I want to convert a function to Numba for performance reasons. My MWE example is below. If I remove the @njit
decorator then, the code works but with @njit
, I am getting a runtime exception. The exception is most likely coming because of the dtype=object
to define the result_arr
but I tried using dtype=float64
also, but I get similar exception.
import numpy as np
from numba import njit
from timeit import timeit
######-----------Required NUMBA function----------###
#@njit #<----without this, the code works
def required_numba_function():
nRows = 151
nCols = 151
nFrames = 24
result_arr = np.empty((151* 151 * 24), dtype=object)

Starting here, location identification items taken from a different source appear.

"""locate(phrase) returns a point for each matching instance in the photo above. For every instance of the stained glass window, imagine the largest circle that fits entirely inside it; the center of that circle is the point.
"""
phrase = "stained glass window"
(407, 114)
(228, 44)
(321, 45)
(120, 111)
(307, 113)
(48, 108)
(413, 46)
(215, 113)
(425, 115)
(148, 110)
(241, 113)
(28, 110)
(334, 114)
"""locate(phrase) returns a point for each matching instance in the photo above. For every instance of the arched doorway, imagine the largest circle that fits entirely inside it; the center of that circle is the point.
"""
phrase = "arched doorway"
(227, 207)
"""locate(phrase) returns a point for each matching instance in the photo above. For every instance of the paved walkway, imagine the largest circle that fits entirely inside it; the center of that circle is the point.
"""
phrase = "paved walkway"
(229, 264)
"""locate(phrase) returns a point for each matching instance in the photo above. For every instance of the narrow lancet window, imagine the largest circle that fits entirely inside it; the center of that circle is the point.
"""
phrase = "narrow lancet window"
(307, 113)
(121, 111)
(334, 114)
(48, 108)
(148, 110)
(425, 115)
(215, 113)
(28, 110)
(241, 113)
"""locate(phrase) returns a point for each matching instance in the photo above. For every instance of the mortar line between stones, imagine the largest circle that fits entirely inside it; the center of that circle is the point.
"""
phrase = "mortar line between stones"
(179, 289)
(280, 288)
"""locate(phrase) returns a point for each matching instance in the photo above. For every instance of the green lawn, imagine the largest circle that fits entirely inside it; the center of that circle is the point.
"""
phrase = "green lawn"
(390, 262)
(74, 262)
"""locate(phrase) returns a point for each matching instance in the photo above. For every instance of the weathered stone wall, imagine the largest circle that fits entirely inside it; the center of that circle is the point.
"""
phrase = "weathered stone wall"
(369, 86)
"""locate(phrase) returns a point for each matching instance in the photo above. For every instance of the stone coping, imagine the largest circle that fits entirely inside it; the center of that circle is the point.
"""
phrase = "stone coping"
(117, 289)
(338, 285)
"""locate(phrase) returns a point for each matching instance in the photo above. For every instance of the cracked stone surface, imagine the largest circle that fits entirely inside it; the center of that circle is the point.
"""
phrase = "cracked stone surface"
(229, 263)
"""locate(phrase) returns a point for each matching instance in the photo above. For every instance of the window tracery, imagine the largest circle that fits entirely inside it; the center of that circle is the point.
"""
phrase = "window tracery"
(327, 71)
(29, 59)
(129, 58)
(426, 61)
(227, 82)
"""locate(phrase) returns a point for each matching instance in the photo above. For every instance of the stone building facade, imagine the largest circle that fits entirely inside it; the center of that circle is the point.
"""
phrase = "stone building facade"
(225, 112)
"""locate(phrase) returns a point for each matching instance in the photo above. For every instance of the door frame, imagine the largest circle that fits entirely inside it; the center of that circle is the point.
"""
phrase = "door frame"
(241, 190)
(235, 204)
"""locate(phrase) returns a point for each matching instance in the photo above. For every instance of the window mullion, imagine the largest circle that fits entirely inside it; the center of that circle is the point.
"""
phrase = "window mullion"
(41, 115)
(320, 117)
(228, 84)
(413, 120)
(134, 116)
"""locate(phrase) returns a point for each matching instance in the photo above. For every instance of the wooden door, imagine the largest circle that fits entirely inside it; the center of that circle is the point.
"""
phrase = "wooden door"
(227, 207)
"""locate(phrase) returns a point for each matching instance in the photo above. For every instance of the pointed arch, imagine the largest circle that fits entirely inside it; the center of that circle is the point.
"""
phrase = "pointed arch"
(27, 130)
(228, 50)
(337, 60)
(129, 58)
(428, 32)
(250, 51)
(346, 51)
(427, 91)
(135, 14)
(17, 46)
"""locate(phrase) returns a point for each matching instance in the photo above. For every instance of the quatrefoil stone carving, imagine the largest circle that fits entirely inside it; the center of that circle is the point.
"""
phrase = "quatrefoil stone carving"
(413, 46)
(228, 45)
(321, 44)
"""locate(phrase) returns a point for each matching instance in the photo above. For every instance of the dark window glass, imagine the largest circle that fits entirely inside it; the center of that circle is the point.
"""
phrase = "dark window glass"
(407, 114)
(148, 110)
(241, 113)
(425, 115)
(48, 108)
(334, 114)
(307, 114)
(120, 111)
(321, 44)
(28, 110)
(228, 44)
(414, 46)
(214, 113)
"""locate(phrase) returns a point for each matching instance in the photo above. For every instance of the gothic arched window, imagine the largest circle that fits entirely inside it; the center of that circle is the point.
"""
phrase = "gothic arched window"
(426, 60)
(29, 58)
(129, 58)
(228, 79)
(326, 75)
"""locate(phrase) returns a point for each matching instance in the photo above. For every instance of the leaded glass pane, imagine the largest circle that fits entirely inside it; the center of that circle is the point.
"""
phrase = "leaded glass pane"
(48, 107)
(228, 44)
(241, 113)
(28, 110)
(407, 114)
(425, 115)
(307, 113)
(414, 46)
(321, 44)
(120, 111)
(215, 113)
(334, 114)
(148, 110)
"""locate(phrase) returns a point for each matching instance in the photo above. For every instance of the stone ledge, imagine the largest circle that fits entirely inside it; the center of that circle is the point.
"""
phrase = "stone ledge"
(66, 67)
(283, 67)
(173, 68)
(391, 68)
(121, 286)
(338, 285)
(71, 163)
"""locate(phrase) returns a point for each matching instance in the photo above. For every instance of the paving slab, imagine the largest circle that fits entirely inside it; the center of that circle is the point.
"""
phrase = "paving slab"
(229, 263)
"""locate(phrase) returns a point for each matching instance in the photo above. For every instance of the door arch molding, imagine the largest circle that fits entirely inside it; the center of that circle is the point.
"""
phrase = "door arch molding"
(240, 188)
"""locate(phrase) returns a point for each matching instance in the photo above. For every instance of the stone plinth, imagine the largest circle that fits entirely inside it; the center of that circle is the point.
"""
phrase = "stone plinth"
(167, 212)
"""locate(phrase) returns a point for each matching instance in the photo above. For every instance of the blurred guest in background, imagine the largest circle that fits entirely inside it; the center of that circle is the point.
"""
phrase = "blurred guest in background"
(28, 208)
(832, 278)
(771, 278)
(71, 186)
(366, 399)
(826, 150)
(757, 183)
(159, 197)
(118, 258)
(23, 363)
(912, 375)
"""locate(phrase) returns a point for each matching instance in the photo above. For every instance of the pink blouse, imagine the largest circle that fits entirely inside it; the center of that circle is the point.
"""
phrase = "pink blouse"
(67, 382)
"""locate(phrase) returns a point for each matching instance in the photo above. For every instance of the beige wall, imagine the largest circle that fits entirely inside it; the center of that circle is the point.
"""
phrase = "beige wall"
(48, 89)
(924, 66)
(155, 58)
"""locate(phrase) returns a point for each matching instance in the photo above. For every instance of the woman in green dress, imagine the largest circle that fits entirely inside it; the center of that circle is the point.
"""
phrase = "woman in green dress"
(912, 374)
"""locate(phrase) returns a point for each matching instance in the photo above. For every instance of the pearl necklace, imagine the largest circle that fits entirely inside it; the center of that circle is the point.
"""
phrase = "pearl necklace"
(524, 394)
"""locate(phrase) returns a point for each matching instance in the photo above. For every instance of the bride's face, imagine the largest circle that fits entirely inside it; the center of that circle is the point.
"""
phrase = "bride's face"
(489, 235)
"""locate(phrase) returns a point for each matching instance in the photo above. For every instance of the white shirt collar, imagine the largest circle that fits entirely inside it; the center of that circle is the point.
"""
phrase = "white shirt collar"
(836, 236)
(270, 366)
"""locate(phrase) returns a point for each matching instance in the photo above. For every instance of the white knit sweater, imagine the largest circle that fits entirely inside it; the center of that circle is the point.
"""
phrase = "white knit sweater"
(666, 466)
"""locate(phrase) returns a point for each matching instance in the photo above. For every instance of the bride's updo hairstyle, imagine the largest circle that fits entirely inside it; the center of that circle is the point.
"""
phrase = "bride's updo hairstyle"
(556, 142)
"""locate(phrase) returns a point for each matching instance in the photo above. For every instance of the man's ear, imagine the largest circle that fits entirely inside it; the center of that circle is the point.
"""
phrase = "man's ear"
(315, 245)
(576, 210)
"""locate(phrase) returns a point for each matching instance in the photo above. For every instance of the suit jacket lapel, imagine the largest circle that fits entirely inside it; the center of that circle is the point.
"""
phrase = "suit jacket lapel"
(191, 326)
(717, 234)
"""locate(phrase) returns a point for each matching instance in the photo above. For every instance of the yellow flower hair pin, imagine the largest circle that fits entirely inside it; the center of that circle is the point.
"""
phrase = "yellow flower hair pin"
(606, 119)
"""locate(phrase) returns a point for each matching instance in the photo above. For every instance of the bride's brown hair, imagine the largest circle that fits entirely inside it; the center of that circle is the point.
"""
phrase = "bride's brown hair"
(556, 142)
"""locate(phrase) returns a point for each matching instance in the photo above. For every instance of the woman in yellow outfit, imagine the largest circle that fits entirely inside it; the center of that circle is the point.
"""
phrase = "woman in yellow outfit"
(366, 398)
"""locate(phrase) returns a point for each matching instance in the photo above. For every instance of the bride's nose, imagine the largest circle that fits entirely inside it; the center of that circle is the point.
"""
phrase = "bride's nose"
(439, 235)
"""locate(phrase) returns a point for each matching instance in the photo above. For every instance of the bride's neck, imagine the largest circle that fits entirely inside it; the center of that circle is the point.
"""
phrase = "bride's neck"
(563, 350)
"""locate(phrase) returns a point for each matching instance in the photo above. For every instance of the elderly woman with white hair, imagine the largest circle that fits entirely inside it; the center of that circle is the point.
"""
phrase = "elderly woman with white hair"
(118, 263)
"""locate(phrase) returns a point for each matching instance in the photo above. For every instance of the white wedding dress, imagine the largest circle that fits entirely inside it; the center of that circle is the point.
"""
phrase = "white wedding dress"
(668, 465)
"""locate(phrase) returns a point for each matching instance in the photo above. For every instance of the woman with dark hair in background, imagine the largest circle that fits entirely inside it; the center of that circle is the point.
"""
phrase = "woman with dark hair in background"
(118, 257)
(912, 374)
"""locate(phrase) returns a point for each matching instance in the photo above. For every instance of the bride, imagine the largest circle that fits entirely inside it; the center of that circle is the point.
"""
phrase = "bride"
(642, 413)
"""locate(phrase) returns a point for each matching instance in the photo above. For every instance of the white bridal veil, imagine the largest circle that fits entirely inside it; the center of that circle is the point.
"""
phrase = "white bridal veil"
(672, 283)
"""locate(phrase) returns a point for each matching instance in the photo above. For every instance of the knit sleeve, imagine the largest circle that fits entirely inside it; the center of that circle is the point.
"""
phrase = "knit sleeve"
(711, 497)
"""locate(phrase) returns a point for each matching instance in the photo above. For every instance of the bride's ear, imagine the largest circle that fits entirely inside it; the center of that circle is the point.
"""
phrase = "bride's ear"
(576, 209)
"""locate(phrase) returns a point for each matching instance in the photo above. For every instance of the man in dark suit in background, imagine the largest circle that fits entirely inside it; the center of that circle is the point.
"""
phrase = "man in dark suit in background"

for frame in range(nFrames):
for row in range(nRows):
for col in range(nCols):
size_rows = np.random.randint(8, 15)
size_cols = np.random.randint(2, 6)
args = np.random.normal(3, 2.5, size=(size_rows, size_cols)) # size is random
flat_idx = frame * (nRows * nCols) + (row * nCols + col)
result_arr[flat_idx] = args
return result_arr
######------------------main()-------##################
if __name__ == "__main__":
required_numba_function()
print()
How can I resolve the Numba exception?
As you say that a list of arrays is fine, you can just replace the assignment of result_array
with an empty array of dtype=object
with an empty list that you append to at each iteration - this is compatible with numba:
@nb.njit
def required_numba_function2():
np.random.seed(0) # Just for testing, you seem to have to set the seed within the function for numba to be aware of it
nRows = 151
nCols = 151
nFrames = 24
result_arr = []
for frame in range(nFrames):
for row in range(nRows):
for col in range(nCols):
size_rows = np.random.randint(8, 15)
size_cols = np.random.randint(2, 6)
args = np.random.normal(3, 2.5, size=(size_rows, size_cols)) # size is random
result_arr.append(args)
return result_arr
Test
np.random.seed(0)
result = required_numba_function()
result2 = required_numba_function2()
for i, j in zip(result, result2):
assert np.allclose(i, j)
Time:
%timeit required_numba_function()
%timeit required_numba_function2()
2.08 s ± 37.1 ms per loop (mean ± std. dev. of 7 runs, 1 loop each)
606 ms ± 3.43 ms per loop (mean ± std. dev. of 7 runs, 1 loop each)